アタライア浜のような礫浜ができるには、継続的に大量の礫を供給する場所があることと、それを運搬する適当な方向の強い波があることが必要である。
上のグーグルアース衛星写真を見るとアタライア湾はこのような条件を備えていることがわかる。
供給源:礫をおもに供給するのは湾東岸の岬付近にあるアンカラトライトの崖である。
アンカラトライトは硬い岩石なので、サンショビーチのようにこの岩石が直接波にさらされる海岸でも、
頻繁に崩壊して大量の岩塊を産することはなく、礫浜はできない。
これに対してアタライア湾の場合には、アンカラトライト溶岩層の下位に、第一期火山活動による凝灰岩・凝灰角礫岩の層がある。
衛星写真にも白い凝灰岩の崩壊地が見られるように、この比較的脆い地層が波にさらされ頻繁に崩壊するする。
このため、その上位にあるアンカラトライトも崩れやすくなる(オレンジ色大矢印)。
波:南東貿易風帯にある大西洋の荒波は、この衛星写真取得日(2014/3/14)のように南東から湾に入って来ることが多い。
岬付近の波打つ際に溜まった岩塊は、このような波によって砕かれ磨かれつつ湾の奥へと運ばれる(オレンジ色小矢印)。
実際には礫はピンク色の線のようにジグザグを描きながら動く。
このジグザクは、礫が寄せ波によって海岸線に斜めに打ち上げられ、引き波によっては海岸線に直角に戻されることの繰り返しを示している。

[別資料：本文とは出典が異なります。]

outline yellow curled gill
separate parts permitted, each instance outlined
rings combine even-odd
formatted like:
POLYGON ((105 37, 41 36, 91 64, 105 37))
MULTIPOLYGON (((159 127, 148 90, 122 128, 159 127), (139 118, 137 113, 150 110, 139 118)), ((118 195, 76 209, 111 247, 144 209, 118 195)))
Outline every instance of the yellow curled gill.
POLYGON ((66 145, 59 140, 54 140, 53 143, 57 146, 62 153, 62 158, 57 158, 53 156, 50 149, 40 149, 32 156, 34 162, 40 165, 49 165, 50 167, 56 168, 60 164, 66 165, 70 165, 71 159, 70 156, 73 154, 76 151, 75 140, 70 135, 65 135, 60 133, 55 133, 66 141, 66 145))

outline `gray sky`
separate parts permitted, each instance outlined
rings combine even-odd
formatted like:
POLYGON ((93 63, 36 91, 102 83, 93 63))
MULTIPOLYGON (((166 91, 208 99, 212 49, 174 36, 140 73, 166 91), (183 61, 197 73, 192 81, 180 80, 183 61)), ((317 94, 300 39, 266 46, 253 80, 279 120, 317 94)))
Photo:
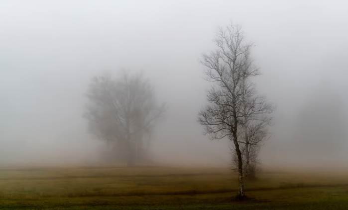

このようなプロセスの結果、礫はオレンジ色小矢印のように移動する。
海岸におけるこのような形の砂礫の移動はビーチドリフト(Beach drift)と呼ばれ、
砂の移動の場合が多いので、日本では海浜漂砂という語がある。
日本でこれに似た礫浜の例としては、玄界灘沿岸に見られる玄武岩の礫浜を挙げることができる*1)。